Framework	대상	강점	Klein 활용
§ 3.5 Classical likelihood	parametric MLE	직관적 도출, exponential family	Ch.12
§ 3.6 Counting process	nonparametric/semipara	점근성, 다양한 도구 통합	Ch.4~11 모두

같은 식을 도출하지만 — counting process 가 압도적으로 더 일반적. 본 편은 두 framework 를 정밀하게 다룬다.

2 § 3.5 — Likelihood Construction

2.1 핵심 가정

Critical Assumption — Independence

Lifetime \(X\) 와 censoring time \(C_r\) 가 독립.

이 가정이 만족 안 되면 — 식 (3.5.1) 부터 식 (3.5.6) 까지 모두 무효. § 3.2 의 Tsiatis 1975 식별 불가능성과 같은 문제.

검증: 도메인 지식 (왜 censoring 했는가?) 으로만 판단. 데이터로 검증 불가.

2.2 Master 식 (3.5.1) — 통일 Likelihood

모든 censoring 의 통일 표현

\[ L \propto \underbrace{\prod_{i \in D} f(x_i)}_{\text{exact}} \cdot \underbrace{\prod_{i \in R} S(C_{r,i})}_{\text{right}} \cdot \underbrace{\prod_{i \in L} [1 - S(C_{l,i})]}_{\text{left}} \cdot \underbrace{\prod_{i \in I} [S(L_i) - S(R_i)]}_{\text{interval}} \tag{3.5.1} \]

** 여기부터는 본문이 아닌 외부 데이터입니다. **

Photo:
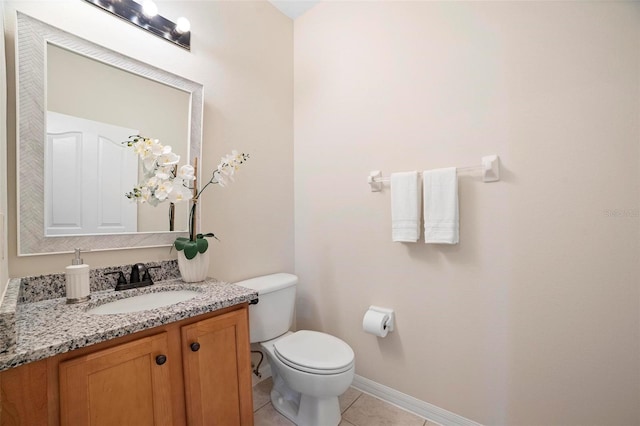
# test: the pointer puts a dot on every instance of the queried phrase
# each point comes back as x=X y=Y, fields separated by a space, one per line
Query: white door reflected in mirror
x=88 y=170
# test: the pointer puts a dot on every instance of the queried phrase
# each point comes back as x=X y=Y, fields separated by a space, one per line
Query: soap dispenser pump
x=77 y=276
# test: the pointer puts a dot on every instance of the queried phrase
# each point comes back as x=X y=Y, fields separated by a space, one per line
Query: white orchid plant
x=164 y=181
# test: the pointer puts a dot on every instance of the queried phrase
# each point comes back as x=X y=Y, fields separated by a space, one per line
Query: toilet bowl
x=306 y=388
x=310 y=369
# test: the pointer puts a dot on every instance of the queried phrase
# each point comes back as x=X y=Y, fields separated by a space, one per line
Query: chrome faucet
x=140 y=277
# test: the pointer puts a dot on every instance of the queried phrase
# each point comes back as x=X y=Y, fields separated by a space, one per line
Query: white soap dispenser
x=77 y=275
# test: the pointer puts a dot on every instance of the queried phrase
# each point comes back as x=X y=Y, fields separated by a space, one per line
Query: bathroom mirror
x=51 y=83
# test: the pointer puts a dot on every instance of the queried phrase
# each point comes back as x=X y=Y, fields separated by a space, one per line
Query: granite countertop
x=48 y=327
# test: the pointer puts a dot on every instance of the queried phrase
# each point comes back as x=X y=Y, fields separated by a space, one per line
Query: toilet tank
x=273 y=315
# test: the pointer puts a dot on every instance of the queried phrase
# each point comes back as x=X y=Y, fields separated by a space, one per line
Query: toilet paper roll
x=375 y=323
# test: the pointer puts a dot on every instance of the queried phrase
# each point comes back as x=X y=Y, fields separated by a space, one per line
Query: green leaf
x=202 y=244
x=180 y=242
x=190 y=250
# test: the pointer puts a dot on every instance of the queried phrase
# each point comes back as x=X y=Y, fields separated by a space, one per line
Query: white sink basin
x=144 y=302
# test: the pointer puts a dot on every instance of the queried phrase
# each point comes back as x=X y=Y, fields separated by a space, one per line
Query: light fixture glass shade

각 개체는 — 자신의 정보의 양에 비례 하여 likelihood 에 기여:

정보 종류	기여	확률적 의미
exact	\(f(x_i)\)	“정확히 \(x_i\) 에 사건”
right cens	\(S(C_{r,i})\)	“최소 \(C_{r,i}\) 까지 살아있음”
left cens	\(1 - S(C_{l,i})\)	“\(C_{l,i}\) 이전 어딘가”
interval	\(S(L_i) - S(R_i)\)	“\((L_i, R_i]\) 안 어딘가”

2.3 Truncation 의 추가

분모 보정

Left truncation \((Y_{L,i}, Y_{R,i})\):

\(f(x_i) \to f(x_i) / [S(Y_{L,i}) - S(Y_{R,i})]\)
\(S(C_i) \to S(C_i) / [S(Y_{L,i}) - S(Y_{R,i})]\)

Right truncation only:

\[ L \propto \prod_i \frac{f(Y_i)}{1 - S(Y_i)} \]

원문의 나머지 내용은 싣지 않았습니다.